Geoff Kors, executive director of Equality California, a gay rights group, said the veto was "hypocrisy at its worst."

"We find it shocking for the governor to say he opposes discrimination based on sexual orientation and then veto a bill that would have ended discrimination based on sexual orientation," Kors said.


Shocking, perhaps, but not surprising. Not if you want to be Senator Schwarzenegger! From the "Open Letter to Arnold" I wrote LAST time he vetoed a Marriage Equality bill:
The elected representatives of the California electorate have passed this piece of legislation and if our voice as an electorate counts for anything then this bill deserves your signature. This legislation gives the equal protection guaranteed in the Constitution to gay and lesbian couples – citizens who seek only the same rights, privileges and responsibilities as their fellow straight Californians.
Had voters in the 1960’s been able to challenge the end of segregation through the initiative process is there any doubt that those in power would have voted to keep the status quo?
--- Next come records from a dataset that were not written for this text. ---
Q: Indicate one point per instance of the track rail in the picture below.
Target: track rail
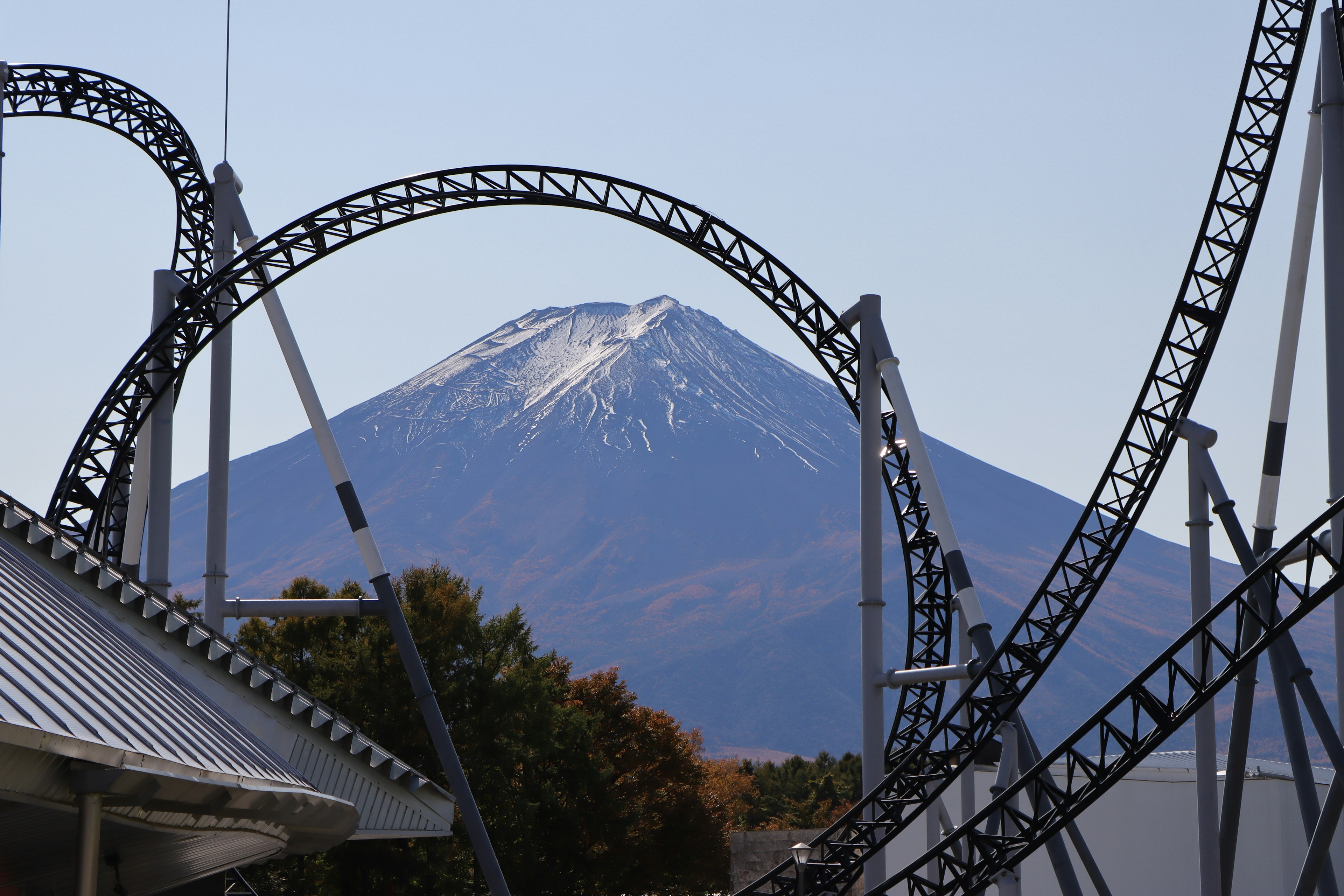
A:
(64, 92)
(923, 771)
(91, 493)
(1134, 723)
(925, 743)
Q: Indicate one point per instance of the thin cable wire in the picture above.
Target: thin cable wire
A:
(229, 27)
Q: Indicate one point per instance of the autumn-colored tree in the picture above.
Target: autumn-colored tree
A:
(799, 793)
(582, 789)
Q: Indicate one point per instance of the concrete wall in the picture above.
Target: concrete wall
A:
(756, 852)
(1143, 838)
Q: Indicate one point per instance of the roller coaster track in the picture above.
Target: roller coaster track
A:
(1152, 707)
(921, 773)
(89, 96)
(64, 92)
(926, 745)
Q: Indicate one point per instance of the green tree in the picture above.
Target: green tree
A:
(582, 789)
(799, 793)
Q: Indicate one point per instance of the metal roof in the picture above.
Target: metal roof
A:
(214, 648)
(68, 670)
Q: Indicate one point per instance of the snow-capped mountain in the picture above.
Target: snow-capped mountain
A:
(660, 493)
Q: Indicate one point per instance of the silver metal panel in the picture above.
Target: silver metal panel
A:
(66, 670)
(259, 698)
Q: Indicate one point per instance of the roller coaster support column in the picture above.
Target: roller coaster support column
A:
(230, 219)
(1332, 241)
(968, 776)
(967, 600)
(381, 580)
(167, 285)
(1201, 600)
(872, 493)
(1288, 670)
(1289, 331)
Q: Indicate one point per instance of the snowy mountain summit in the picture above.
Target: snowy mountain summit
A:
(663, 495)
(615, 382)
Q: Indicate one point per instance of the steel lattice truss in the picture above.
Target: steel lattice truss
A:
(1134, 723)
(89, 500)
(925, 745)
(923, 771)
(89, 96)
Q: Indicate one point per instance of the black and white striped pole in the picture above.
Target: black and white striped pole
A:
(1332, 257)
(872, 493)
(1289, 331)
(389, 606)
(967, 600)
(230, 221)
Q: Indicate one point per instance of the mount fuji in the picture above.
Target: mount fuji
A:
(660, 493)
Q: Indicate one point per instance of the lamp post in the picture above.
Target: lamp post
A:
(802, 854)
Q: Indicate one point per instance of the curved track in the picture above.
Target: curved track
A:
(77, 93)
(925, 742)
(64, 92)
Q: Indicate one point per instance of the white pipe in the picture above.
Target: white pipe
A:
(932, 493)
(134, 538)
(240, 609)
(89, 828)
(897, 678)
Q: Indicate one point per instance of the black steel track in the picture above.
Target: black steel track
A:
(921, 773)
(1134, 723)
(925, 743)
(88, 498)
(65, 92)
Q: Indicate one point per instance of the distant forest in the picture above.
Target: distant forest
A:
(582, 789)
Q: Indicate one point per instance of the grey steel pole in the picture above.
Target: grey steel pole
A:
(968, 774)
(167, 285)
(968, 601)
(227, 211)
(1289, 332)
(134, 538)
(1332, 241)
(1206, 742)
(872, 492)
(5, 85)
(1319, 851)
(1285, 667)
(86, 844)
(381, 580)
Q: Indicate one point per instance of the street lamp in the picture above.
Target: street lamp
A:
(802, 854)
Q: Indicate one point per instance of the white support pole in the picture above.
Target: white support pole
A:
(968, 773)
(86, 843)
(134, 539)
(1332, 244)
(978, 625)
(381, 580)
(167, 285)
(932, 493)
(872, 493)
(1206, 742)
(230, 219)
(1289, 332)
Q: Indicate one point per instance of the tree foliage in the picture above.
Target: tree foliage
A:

Please be the governor who history remembers not as standing with Lester Maddox blocking the door to equal rights but with those throughout the proud history of this great country who risked much to open the door to all Americans.
Oh well!

Friday, October 12, 2007

A New Bishop-elect for Nevada

The Very Rev. Dan Thomas Edwards,
elected today the 10th Bishop of Nevada.

Dan+ is Rector of St. Francis, Macon GA -- a congregation describing itself as: Diverse, Inclusive and Progressive. We are an interracial mix of different age groups, nationalities, lifestyles, economic situations, political and theological persuasions (liberal, moderate, and conservative.) At this Episcopal Church in Macon, Georgia, all are welcome.

Here's the bishop-elect's bio from the St. Francis website: Fr. Dan Edwards has been priest at St. Francis since 1994. Before coming here, he served at Christ Church, Macon as curate for four years. He received his M. Div. (with honors) and his S.T.M. in Spiritual Direction from General Theological Seminary. He interned at The Cathedral of St. John the Divine and at Holy Apostles Church in New York City, where he served as pastoral counselor to the homeless at the City's largest soup kitchen. Before ordination, he practiced law for twelve years including a five year stint in legal aid representing migrant farm workers and Native Americans. He grew up in Texas, but has mostly gotten over it.

Looks like Macon's loss is Nevada's -- and the House of Bishops' -- gain!